Qualité de l'air : prévoir demain pour agir aujourd'hui
Depuis la canicule de 2003 où les concentrations d'ozone avaient explosé, ce qui avait eu de lourdes conséquences sanitaires, le gouvernement s'intéresse de près à la surveillance de la qualité de l'air. Mis en place après la canicule, le programme Prév'Air est un outil qui permet de faire des prévisions précises de l'air que nous allons respirer à J +2, et donc d'alerter les populations sur un éventuel pic de pollution. Mais désormais, les scientifiques vont plus loin puisqu'ils s'intéressent à la qualité de l'air que nous respirerons en 2050.

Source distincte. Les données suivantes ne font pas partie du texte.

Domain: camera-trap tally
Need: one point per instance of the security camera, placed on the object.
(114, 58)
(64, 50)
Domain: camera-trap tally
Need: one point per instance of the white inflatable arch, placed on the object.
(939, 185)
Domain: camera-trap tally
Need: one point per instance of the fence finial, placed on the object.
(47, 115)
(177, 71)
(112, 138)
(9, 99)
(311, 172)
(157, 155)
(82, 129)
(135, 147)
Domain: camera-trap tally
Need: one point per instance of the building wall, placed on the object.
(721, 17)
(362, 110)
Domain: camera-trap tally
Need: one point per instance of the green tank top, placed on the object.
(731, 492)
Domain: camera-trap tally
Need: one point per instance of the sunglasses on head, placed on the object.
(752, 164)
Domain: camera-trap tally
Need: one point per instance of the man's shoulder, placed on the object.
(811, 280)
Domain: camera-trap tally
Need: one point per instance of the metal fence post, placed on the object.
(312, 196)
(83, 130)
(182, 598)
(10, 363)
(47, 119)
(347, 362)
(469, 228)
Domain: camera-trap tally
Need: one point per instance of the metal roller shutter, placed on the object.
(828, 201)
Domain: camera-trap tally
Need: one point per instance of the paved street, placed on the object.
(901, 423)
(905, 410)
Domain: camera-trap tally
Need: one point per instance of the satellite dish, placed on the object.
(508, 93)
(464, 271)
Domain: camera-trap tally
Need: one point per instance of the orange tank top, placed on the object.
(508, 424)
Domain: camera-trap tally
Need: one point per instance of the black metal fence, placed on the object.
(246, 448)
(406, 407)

Les polluants avancent masqués et pour les détecter, il faut se rendre dans une station spécialisée. En France, il existe près de 700 stations de mesure qui enregistrent toutes les dix secondes une dizaine de polluants différents. Des données que les scientifiques observent à la loupe. Des formules mathématiques complexes qui leur permettent de prévoir la qualité de l'air d'après-demain comme l'explique Frédérik Meleux, ingénieur en modélisation atmosphérique de l'Institut National de l'EnviRonnement Industriel et des RisqueS (INERIS) : "Il faut prendre en compte les conditions météorologiques et les émissions, donc le trafic automobile, les rejets industriels, les activités agricoles et tout ce qui est apporté des pays environnants puisqu'on va aussi subir la pollution à longue distance".

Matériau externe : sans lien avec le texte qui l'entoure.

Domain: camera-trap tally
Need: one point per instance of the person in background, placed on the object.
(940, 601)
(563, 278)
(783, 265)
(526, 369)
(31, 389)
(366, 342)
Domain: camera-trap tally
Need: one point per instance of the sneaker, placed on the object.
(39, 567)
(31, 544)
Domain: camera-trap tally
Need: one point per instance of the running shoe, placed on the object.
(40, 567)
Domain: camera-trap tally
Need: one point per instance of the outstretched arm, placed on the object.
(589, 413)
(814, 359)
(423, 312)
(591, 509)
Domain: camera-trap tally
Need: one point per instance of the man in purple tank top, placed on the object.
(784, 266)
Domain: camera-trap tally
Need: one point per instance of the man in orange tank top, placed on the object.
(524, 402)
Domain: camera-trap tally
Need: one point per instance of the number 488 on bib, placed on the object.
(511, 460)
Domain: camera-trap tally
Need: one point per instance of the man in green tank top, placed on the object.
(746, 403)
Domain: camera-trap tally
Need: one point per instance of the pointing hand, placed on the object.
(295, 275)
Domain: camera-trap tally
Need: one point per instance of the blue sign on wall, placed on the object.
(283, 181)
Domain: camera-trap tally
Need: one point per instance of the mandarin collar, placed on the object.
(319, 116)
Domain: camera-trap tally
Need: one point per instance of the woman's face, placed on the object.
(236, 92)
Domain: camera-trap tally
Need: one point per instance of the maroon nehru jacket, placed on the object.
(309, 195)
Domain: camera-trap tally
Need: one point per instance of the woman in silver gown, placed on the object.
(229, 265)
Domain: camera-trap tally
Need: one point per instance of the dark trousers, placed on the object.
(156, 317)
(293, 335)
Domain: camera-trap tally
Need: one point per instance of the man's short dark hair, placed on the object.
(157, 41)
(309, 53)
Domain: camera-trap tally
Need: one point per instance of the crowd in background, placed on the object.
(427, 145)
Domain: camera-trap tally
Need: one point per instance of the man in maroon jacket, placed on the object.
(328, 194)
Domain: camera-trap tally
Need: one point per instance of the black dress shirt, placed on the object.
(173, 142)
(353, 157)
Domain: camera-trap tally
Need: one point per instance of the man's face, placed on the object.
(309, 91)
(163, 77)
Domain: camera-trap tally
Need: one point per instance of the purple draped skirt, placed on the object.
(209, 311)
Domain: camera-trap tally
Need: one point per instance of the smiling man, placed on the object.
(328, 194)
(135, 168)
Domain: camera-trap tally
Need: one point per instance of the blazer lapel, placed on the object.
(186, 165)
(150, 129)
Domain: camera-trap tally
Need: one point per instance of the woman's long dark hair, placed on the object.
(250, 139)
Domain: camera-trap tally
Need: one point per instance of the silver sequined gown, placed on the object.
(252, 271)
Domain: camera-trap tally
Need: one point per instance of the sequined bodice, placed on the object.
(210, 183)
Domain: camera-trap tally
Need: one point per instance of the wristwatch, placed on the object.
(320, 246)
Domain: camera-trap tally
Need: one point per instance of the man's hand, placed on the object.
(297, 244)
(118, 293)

Cette surveillance est efficace. Depuis dix ans que le programme national Prev'Air a été mis en place, les prévisions sont plutôt fiables. Des prévisions à J +2 dont les politiques ne se passent plus. Mais pour Augustin Colette, ingénieur en modélisation atmosphérique, la qualité de l'air d'après-demain c'est déjà dépassé. Lui s'intéresse aux polluants que nous respirerons en 2050. Augustin Colette doit maîtriser des milliers de chiffres et des codes, des formules mathématiques qui sont en quelque sorte des paramètres d'ajustement. Ils sont tellement nombreux que pour résoudre son équation climatique, il a dû faire appel à un super calculateur, celui du centre d'énergie atomique, l'un des plus gros ordinateurs du monde qui a eu besoin de six mois pour faire le calcul.

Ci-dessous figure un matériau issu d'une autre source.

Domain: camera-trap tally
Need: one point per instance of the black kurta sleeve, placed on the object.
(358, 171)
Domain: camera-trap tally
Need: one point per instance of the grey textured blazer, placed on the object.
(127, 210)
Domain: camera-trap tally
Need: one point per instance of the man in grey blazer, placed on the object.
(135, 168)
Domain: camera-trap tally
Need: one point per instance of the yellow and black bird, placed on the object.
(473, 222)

Selon les prévisions d'Augustin Colette, deux futurs possibles sont envisagés aujourd'hui en termes de politique climatique : "soit on reste sur une absence de politique ambitieuse et donc on va continuer à augmenter la consommation d'énergie, à reposer sur des énergies fossiles… soit on consomme moins d'énergie et il y aura moins d'émission de gaz à effet de serre, la part des énergies fossiles sera plus réduite. Les effets seront alors bénéfiques sur le climat". Ces projections représentent deux futurs possibles et il convient de décider dès aujourd'hui de mettre en place des politiques climatiques pour atteindre les objectifs fixés.
Ces scientifiques doivent donc aussi exceller dans l'art du compromis pour convaincre les politiques. "Les politiques vont appréhender ces données, vont étudier leur faisabilité en termes économique, financier, en termes d'évolution sociétale. Ils vont fixer eux-mêmes des objectifs et nous scientifiques, allons essayer d'évaluer l'impact de ces compromis politiques. Et petit à petit, on converge vers une sorte de compromis entre les émissions que l'on est obligé d'émettre du fait de nos activités de tous les jours et l'exposition des populations et des ecosystèmes", souligne Laurence Rouil, responsable du pôle modélisation environnementale à l'INERIS.
Pour les ingénieurs de l'INERIS, aucun doute : agir aujourd'hui sur la qualité de l'air au niveau européen, c'est aussi agir sur la qualité de l'air mondial en 2050, même si beaucoup de pays ne suivent pas notre exemple.